Los cuadros de Miró de mediados de la década de 1920, conocidos como “pinturas oníricas”, destruyen cualquier estructura narrativa lógica. Aunque los pocos elementos esparcidos por sus superficies parecen fruto de la improvisación, sus bocetos demuestran que preparó cuidadosamente la composición. Un caos organizado.
Entre 1926 y 1927, Miró cambia de escenario y de estilo. Se trasladó a la Rue Tourlaque, donde trabajó hasta 1929 y frecuentó la compañía de artistas como Jean Arp, René Magritte o Max Ernst, alternando su estancia en París con veranos en Cataluña. Entre las obras de esa época destaca una serie de paisajes horizontales de gran formato, como Paisaje (Paisaje con gallo) y Paisaje (La liebre), ambos de 1927.
Aquí, Miró vuelve a pintar ciertos elementos reconocibles aunque estilizados sobre motivos de colores intensos que sugieren amplios espacios, descartando métodos pictóricos tradicionales como el sombreado, la construcción del volumen o la perspectiva.

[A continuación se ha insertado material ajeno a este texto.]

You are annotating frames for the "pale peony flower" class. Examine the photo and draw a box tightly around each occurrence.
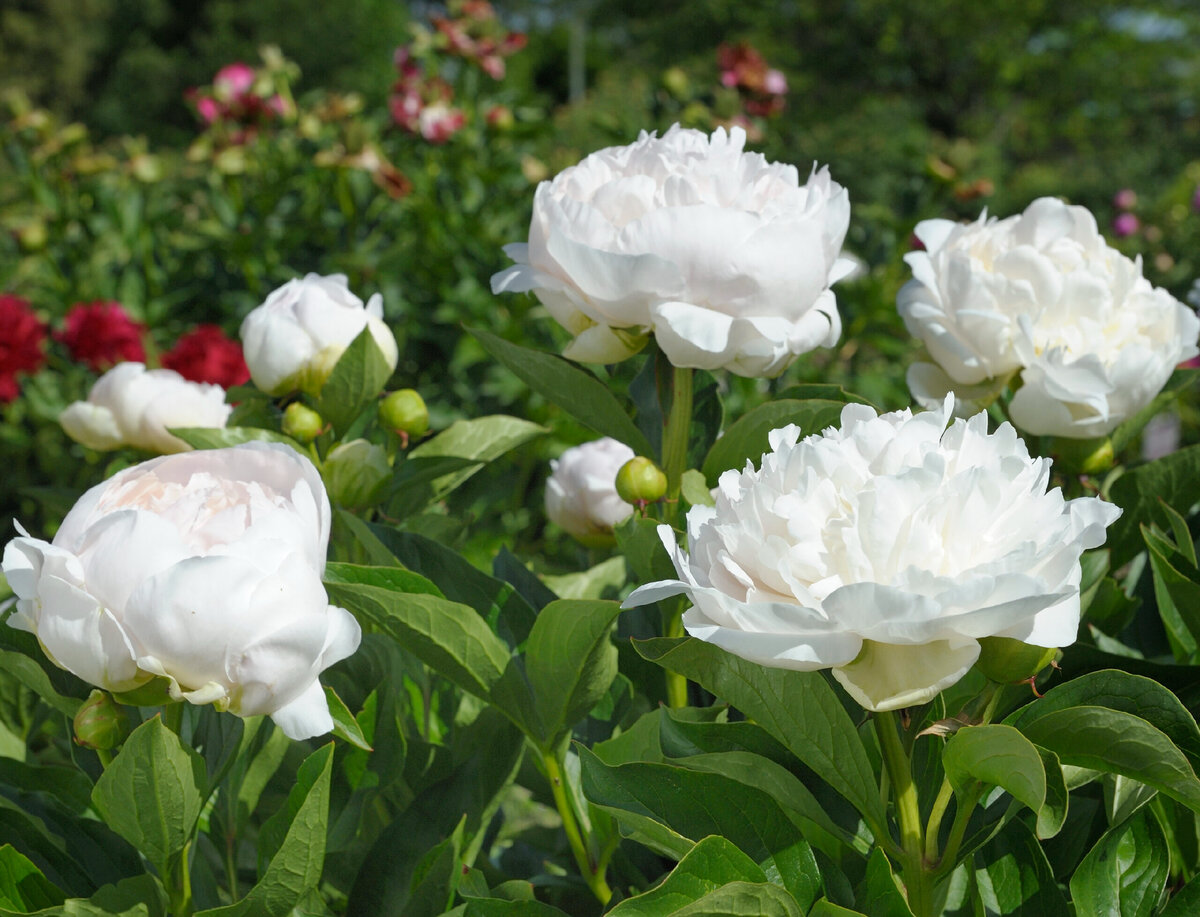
[624,400,1121,712]
[59,362,232,454]
[492,124,853,377]
[1,443,360,740]
[899,197,1200,438]
[546,438,635,545]
[240,273,399,396]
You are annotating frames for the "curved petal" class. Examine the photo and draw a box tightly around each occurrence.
[831,638,980,711]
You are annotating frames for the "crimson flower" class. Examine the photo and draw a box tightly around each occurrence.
[57,301,146,371]
[162,325,251,388]
[0,294,47,403]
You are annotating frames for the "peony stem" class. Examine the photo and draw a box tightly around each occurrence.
[874,711,933,917]
[662,600,688,708]
[924,777,956,863]
[167,841,194,917]
[542,748,612,905]
[661,365,694,510]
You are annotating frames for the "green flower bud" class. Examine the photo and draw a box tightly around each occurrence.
[324,439,391,509]
[282,402,325,443]
[615,457,668,505]
[73,689,130,750]
[379,389,429,438]
[975,636,1059,685]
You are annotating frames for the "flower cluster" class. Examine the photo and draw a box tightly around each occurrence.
[0,295,46,403]
[717,42,788,118]
[625,400,1121,711]
[432,0,527,81]
[389,50,467,144]
[56,301,146,371]
[899,196,1200,438]
[2,443,360,739]
[186,57,294,143]
[493,124,853,377]
[162,324,251,389]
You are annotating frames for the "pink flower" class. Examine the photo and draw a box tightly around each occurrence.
[214,63,256,99]
[1111,212,1140,238]
[1112,188,1138,211]
[418,103,466,143]
[764,69,788,95]
[196,97,222,124]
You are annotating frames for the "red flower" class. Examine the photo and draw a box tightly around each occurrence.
[162,324,251,388]
[0,294,47,403]
[57,301,146,371]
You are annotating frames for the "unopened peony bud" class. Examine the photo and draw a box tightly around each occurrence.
[74,690,130,750]
[282,402,325,443]
[324,439,391,509]
[379,389,429,438]
[615,457,667,505]
[975,636,1058,685]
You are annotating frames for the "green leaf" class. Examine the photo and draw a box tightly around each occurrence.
[542,556,627,601]
[525,599,623,746]
[607,836,768,915]
[317,326,394,435]
[90,715,205,878]
[1161,871,1200,916]
[808,901,869,917]
[973,820,1068,916]
[701,399,846,483]
[324,562,443,599]
[404,817,465,917]
[578,745,821,893]
[1018,706,1200,812]
[365,526,538,647]
[634,637,886,829]
[615,517,677,586]
[1144,524,1200,659]
[463,901,568,916]
[22,875,170,917]
[401,414,548,505]
[1069,809,1169,917]
[0,649,83,718]
[198,744,334,917]
[0,844,64,911]
[1107,444,1200,567]
[680,469,715,508]
[1159,498,1198,568]
[324,686,372,751]
[1006,670,1200,771]
[1035,747,1068,839]
[942,725,1046,816]
[857,849,912,917]
[168,427,303,453]
[325,578,535,734]
[469,327,653,456]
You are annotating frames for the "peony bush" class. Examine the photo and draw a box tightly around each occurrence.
[3,47,1200,917]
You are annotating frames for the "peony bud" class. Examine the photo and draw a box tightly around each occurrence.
[615,457,667,505]
[73,689,131,750]
[975,636,1059,685]
[379,389,429,438]
[324,439,391,509]
[282,402,325,443]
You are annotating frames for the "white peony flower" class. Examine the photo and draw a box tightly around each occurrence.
[546,438,636,545]
[624,399,1121,712]
[59,362,232,455]
[240,273,399,396]
[1,442,361,740]
[899,197,1200,438]
[492,124,854,377]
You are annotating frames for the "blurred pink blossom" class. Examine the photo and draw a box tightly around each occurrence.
[1111,212,1140,237]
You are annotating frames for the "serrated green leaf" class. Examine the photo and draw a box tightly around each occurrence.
[701,399,846,483]
[634,637,886,830]
[90,715,205,878]
[1018,706,1200,812]
[525,599,623,746]
[317,327,393,435]
[469,327,653,456]
[1069,809,1168,917]
[943,725,1046,816]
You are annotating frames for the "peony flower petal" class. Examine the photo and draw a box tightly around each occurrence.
[831,639,981,712]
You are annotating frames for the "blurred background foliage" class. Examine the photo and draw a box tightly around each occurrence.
[2,0,1200,568]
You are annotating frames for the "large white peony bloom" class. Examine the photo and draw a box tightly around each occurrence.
[624,400,1121,711]
[240,273,399,396]
[59,362,232,455]
[492,124,854,377]
[545,438,635,545]
[1,442,361,740]
[899,197,1200,438]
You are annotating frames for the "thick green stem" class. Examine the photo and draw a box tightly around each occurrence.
[543,749,612,905]
[661,365,693,509]
[875,712,933,917]
[662,600,688,708]
[167,842,194,917]
[936,784,982,880]
[924,778,956,863]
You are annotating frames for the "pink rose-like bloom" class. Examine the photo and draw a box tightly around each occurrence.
[1112,212,1140,238]
[57,301,146,371]
[419,103,466,143]
[763,69,788,95]
[196,97,222,124]
[1112,189,1138,211]
[214,62,256,99]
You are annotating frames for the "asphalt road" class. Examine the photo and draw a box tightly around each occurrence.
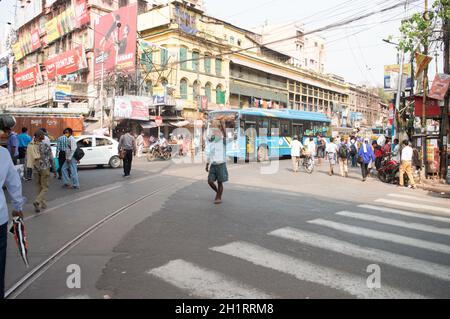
[4,157,450,299]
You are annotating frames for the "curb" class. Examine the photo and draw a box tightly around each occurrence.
[417,184,450,195]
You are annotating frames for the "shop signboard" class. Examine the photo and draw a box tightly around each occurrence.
[429,73,450,101]
[75,0,90,28]
[53,84,72,103]
[155,116,163,127]
[14,64,42,89]
[0,66,8,86]
[114,96,151,121]
[45,46,88,80]
[384,64,412,92]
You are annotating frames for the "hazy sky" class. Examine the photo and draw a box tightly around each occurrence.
[0,0,444,87]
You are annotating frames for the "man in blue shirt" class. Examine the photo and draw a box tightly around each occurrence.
[5,127,19,165]
[0,122,25,299]
[17,127,33,180]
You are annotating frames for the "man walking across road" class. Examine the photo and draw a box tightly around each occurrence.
[206,125,228,205]
[118,128,137,177]
[56,130,69,180]
[32,131,56,213]
[5,126,19,165]
[326,137,339,176]
[290,135,303,173]
[358,138,376,182]
[399,140,417,189]
[0,124,25,299]
[349,137,358,167]
[17,127,33,180]
[62,128,80,189]
[338,138,349,178]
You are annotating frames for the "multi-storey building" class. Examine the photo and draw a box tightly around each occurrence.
[347,84,382,128]
[137,0,351,129]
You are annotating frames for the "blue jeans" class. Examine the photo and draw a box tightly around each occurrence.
[62,157,80,187]
[0,223,6,299]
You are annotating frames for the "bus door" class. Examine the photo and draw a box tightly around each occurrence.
[292,124,304,140]
[244,121,257,162]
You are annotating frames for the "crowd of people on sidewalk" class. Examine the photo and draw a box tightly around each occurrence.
[290,134,419,189]
[4,126,82,214]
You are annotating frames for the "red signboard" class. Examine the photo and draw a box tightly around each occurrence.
[75,0,90,28]
[14,64,42,89]
[155,116,163,127]
[429,73,450,101]
[31,29,41,51]
[93,4,137,80]
[413,96,448,118]
[114,96,151,121]
[44,46,87,80]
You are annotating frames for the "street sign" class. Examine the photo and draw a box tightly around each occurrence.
[155,116,163,127]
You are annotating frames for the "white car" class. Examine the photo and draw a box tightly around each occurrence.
[75,136,121,168]
[50,136,121,169]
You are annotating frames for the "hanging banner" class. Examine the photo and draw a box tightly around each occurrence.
[93,4,137,80]
[31,29,41,51]
[45,46,88,80]
[428,73,450,101]
[114,96,151,121]
[174,5,198,35]
[0,65,8,86]
[384,64,412,91]
[53,84,72,103]
[14,64,42,89]
[415,52,433,78]
[75,0,90,28]
[45,17,61,44]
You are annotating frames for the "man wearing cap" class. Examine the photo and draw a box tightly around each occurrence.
[0,117,25,299]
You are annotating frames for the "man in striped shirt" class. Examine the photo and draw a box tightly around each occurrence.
[56,130,69,180]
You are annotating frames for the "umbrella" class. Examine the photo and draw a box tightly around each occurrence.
[9,217,29,268]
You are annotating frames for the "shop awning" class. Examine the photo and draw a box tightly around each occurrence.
[170,120,190,127]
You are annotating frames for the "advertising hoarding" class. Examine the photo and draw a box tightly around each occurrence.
[0,65,8,86]
[384,64,412,92]
[93,4,137,80]
[429,73,450,101]
[14,64,42,89]
[53,84,72,103]
[114,96,151,121]
[44,46,88,80]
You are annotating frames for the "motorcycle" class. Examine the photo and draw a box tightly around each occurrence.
[147,144,173,161]
[377,156,409,185]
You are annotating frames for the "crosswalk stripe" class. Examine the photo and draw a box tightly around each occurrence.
[374,199,450,215]
[359,205,450,224]
[336,211,450,236]
[387,193,449,204]
[147,259,272,299]
[308,219,450,255]
[211,241,426,299]
[269,227,450,282]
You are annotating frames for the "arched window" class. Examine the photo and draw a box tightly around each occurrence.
[216,84,225,104]
[205,82,212,102]
[193,80,200,101]
[180,78,188,100]
[192,51,200,71]
[204,54,211,74]
[179,47,188,70]
[160,48,168,67]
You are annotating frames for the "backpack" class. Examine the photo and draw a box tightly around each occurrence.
[350,144,357,156]
[73,147,85,161]
[339,144,348,159]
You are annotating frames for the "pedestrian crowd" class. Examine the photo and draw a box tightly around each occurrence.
[290,134,419,189]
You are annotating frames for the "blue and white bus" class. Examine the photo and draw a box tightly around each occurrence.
[207,108,332,161]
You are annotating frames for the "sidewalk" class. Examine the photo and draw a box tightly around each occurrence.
[417,178,450,195]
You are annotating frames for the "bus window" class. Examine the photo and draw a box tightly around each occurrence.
[292,124,303,139]
[257,118,269,136]
[270,119,280,136]
[280,120,291,137]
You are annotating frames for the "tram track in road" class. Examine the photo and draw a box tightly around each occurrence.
[5,161,218,299]
[5,181,178,299]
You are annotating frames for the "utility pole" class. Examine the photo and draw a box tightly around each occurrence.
[422,0,429,178]
[441,11,449,182]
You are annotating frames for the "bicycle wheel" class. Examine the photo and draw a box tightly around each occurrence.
[304,158,314,174]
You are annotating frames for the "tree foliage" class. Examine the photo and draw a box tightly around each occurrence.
[396,0,449,54]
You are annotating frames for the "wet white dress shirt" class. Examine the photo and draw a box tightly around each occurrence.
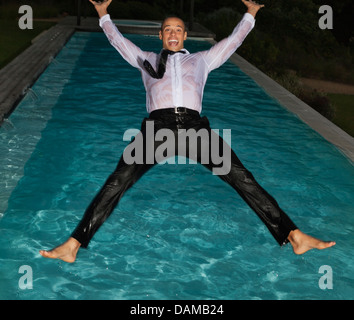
[99,13,255,114]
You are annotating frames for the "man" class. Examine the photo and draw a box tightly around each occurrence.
[40,0,335,263]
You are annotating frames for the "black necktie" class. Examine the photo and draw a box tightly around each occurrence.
[143,49,185,79]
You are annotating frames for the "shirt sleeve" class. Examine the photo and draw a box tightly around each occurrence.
[200,13,255,72]
[99,14,149,70]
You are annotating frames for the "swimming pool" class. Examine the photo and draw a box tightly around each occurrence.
[0,31,353,300]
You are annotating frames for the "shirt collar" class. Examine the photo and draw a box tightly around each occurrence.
[160,48,190,55]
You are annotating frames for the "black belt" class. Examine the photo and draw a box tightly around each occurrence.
[150,107,200,118]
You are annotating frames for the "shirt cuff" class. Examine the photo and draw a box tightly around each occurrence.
[99,14,111,28]
[243,12,255,25]
[242,12,256,28]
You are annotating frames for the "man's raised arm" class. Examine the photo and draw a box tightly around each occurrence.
[89,0,149,70]
[201,0,264,72]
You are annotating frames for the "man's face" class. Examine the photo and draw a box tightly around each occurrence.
[159,17,187,51]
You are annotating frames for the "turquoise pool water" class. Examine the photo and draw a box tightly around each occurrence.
[0,32,353,300]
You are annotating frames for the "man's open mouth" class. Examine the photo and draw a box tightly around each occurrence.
[168,39,179,47]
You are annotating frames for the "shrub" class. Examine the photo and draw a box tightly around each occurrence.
[271,71,335,120]
[197,7,242,41]
[299,90,335,120]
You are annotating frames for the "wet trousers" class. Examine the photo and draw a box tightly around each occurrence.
[71,109,297,248]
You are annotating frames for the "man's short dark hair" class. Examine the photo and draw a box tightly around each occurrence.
[160,16,187,32]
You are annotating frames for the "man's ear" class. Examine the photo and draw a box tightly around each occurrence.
[159,30,163,40]
[184,31,187,40]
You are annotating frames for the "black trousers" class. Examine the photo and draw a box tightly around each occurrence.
[71,109,297,248]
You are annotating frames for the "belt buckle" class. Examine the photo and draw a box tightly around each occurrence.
[174,106,187,114]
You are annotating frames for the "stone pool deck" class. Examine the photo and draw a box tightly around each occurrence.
[1,16,353,162]
[0,22,74,123]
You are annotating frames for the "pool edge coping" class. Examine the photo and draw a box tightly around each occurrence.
[0,23,75,123]
[227,48,354,163]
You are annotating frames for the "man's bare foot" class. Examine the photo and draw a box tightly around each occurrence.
[39,237,81,263]
[288,229,336,255]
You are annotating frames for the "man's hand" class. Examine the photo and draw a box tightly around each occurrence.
[242,0,264,18]
[89,0,112,18]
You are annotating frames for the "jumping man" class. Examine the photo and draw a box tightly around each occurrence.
[40,0,335,263]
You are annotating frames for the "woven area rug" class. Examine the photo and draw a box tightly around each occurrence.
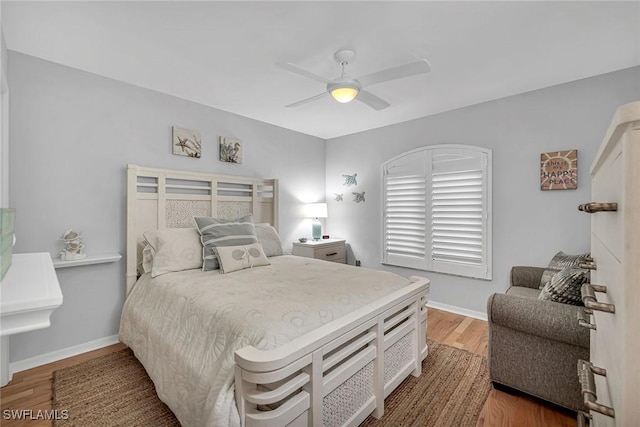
[361,341,490,427]
[53,340,489,427]
[52,349,179,427]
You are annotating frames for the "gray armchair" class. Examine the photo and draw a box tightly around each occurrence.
[487,266,589,411]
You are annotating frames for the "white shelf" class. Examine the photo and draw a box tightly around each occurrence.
[53,253,122,269]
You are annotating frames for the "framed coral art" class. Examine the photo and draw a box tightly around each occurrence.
[540,150,577,190]
[172,126,202,158]
[220,137,243,164]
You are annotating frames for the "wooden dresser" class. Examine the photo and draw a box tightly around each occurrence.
[577,101,640,427]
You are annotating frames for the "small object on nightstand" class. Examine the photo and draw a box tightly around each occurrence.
[322,235,330,239]
[298,237,308,243]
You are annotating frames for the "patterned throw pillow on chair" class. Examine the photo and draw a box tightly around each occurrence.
[539,251,590,290]
[538,266,589,305]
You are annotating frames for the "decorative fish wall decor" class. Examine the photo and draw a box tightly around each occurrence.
[353,192,365,203]
[342,173,358,186]
[334,193,343,202]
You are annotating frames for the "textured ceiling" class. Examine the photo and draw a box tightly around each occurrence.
[3,1,639,139]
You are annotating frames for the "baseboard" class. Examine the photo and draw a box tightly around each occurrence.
[9,334,120,374]
[427,300,487,321]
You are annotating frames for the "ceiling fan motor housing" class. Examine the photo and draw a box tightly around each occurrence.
[327,77,361,93]
[334,49,357,65]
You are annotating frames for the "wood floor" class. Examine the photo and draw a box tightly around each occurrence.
[0,308,576,426]
[426,309,576,427]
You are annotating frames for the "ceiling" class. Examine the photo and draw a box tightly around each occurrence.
[2,1,639,139]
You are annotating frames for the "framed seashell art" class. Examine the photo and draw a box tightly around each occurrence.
[172,126,202,158]
[220,137,243,164]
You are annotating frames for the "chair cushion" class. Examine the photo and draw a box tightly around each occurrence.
[505,286,541,299]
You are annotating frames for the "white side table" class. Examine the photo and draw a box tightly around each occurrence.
[0,253,63,386]
[292,238,346,264]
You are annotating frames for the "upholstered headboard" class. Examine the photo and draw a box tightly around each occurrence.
[126,164,279,293]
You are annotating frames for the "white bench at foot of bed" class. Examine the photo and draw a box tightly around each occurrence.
[235,276,430,427]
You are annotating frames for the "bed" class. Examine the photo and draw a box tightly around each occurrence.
[120,164,430,427]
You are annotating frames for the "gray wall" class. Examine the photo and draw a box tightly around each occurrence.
[8,52,326,362]
[325,66,640,315]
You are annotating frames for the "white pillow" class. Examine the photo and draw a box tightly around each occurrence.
[255,224,284,257]
[141,243,153,274]
[143,228,203,277]
[215,242,270,274]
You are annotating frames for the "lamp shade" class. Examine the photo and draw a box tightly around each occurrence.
[327,79,360,104]
[304,202,328,219]
[330,87,359,103]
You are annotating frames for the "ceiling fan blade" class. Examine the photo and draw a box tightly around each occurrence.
[276,62,332,84]
[356,90,390,111]
[285,92,329,108]
[357,59,431,88]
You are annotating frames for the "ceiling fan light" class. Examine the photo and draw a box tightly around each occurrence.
[330,87,359,103]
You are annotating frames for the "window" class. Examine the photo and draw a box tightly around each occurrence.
[382,145,492,279]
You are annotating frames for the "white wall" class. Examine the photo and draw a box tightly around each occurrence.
[8,52,326,362]
[325,66,640,316]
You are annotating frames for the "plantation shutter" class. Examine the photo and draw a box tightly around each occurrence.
[382,151,428,270]
[431,170,483,264]
[382,145,492,280]
[430,149,489,278]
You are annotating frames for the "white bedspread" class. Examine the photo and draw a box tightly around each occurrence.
[119,255,409,427]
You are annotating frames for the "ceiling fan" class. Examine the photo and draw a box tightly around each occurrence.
[277,49,431,111]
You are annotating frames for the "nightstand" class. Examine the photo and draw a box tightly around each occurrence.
[292,239,346,264]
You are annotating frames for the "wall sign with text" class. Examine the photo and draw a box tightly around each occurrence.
[540,150,577,190]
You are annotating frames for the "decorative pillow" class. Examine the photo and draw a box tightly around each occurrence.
[141,243,153,273]
[215,242,270,274]
[539,251,590,290]
[194,214,258,271]
[538,267,589,305]
[143,228,203,277]
[255,223,284,257]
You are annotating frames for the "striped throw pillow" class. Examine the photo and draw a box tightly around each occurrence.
[194,215,258,271]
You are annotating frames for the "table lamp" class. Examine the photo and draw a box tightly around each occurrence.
[304,203,328,241]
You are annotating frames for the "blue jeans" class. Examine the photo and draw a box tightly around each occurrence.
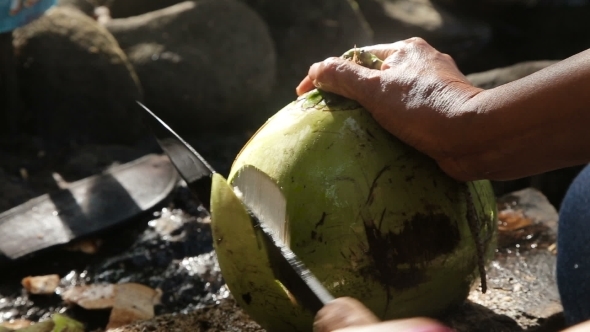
[557,164,590,325]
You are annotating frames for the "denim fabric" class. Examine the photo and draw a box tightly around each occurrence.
[0,0,56,33]
[557,164,590,326]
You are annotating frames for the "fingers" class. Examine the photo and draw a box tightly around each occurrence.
[331,319,454,332]
[296,37,443,102]
[356,43,400,63]
[313,297,452,332]
[313,297,379,332]
[561,320,590,332]
[296,75,316,96]
[307,57,381,105]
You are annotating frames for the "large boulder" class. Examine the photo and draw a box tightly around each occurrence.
[57,0,96,16]
[13,7,144,147]
[97,0,184,18]
[427,1,590,73]
[240,0,374,115]
[431,0,589,13]
[103,0,277,133]
[355,0,491,63]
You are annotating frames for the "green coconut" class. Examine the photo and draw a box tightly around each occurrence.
[210,50,497,332]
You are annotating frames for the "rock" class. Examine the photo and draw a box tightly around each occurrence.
[467,60,558,89]
[103,0,276,133]
[496,4,590,65]
[355,0,491,62]
[241,0,373,116]
[13,7,144,147]
[431,0,589,13]
[446,2,590,73]
[99,0,184,18]
[57,0,96,16]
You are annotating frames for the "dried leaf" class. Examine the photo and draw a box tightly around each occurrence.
[61,283,160,330]
[1,319,32,329]
[106,283,161,330]
[61,284,116,309]
[21,275,60,295]
[65,239,103,254]
[498,208,533,232]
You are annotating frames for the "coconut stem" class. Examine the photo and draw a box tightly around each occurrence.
[311,48,383,107]
[341,48,383,70]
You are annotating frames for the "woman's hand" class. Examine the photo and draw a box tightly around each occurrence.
[314,297,590,332]
[313,297,452,332]
[296,38,484,181]
[297,38,590,181]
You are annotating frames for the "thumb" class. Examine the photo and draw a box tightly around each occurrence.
[308,57,381,105]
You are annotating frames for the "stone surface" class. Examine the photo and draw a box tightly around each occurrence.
[431,0,590,13]
[57,0,96,16]
[97,0,184,18]
[103,0,276,133]
[12,7,144,148]
[356,0,492,62]
[450,1,590,74]
[242,0,373,117]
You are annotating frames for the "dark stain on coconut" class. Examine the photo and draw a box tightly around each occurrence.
[310,213,327,241]
[362,210,461,290]
[366,166,391,206]
[315,212,327,229]
[242,293,252,304]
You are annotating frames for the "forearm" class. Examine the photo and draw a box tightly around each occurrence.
[444,49,590,181]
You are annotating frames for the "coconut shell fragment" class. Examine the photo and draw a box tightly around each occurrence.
[61,283,161,329]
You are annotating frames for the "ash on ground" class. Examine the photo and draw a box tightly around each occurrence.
[0,185,230,330]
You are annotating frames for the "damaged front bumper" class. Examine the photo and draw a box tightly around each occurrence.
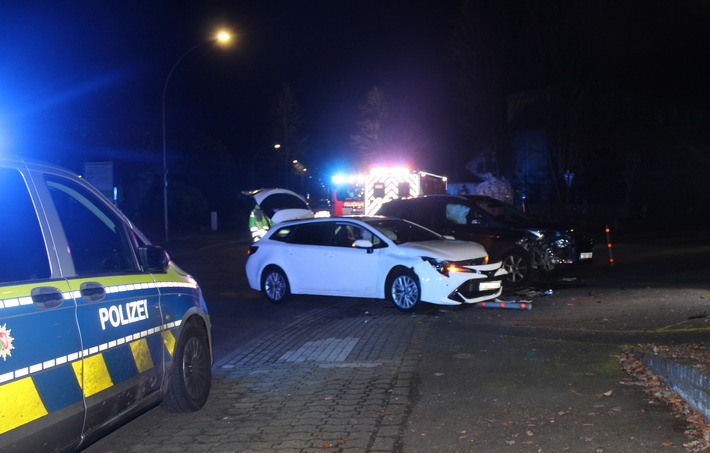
[415,260,508,306]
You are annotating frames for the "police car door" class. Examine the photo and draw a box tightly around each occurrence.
[41,173,165,438]
[0,166,84,451]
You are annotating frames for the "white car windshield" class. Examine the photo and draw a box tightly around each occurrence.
[364,218,441,244]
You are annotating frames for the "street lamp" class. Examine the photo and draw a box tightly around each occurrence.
[161,30,231,242]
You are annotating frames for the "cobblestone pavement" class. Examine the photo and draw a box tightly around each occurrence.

En la década de 1930, el expresionismo se convirtió en una característica dominante de la obra de Miró. Muchas obras de ese período muestran formas distorsionadas en espacios ambiguos, probablemente reflejando la ansiedad del artista por la situación política en todo el mundo.
En su serie de pinturas sobre masonita, Miró aprovechó la textura terrosa del material, sobre la que superpuso trazos negros y toques de color, utilizando elementos de rica tactilidad como el alquitrán, la grava o la arena.
Al comienzo de la Segunda Guerra Mundial, Miró, entonces exiliado en París, se traslada a Normandía, donde recibe el encargo de pintar un mural. Allí, además de los pequeños paisajes titulados El vuelo de un pájaro sobre la llanura, inicia sus Constelaciones (1940-41).
“Después de pintar, mojaba mis pinceles en aguarrás y los secaba sobre hojas de papel blanco, sin seguir ideas preconcebidas. La superficie manchada me estimuló y propició el nacimiento de formas, figuras humanas, animales, estrellas, el cielo, el sol, la luna...” Miró finaliza la serie en Mallorca, donde se instala con su familia tras huir de la guerra. Estas obras son la culminación del potencial del lenguaje de signos ideado por el artista.
La Realidad Abosulta del genio de Barcelona es absolutamente real en el Guggenheim durante dos meses y medio más.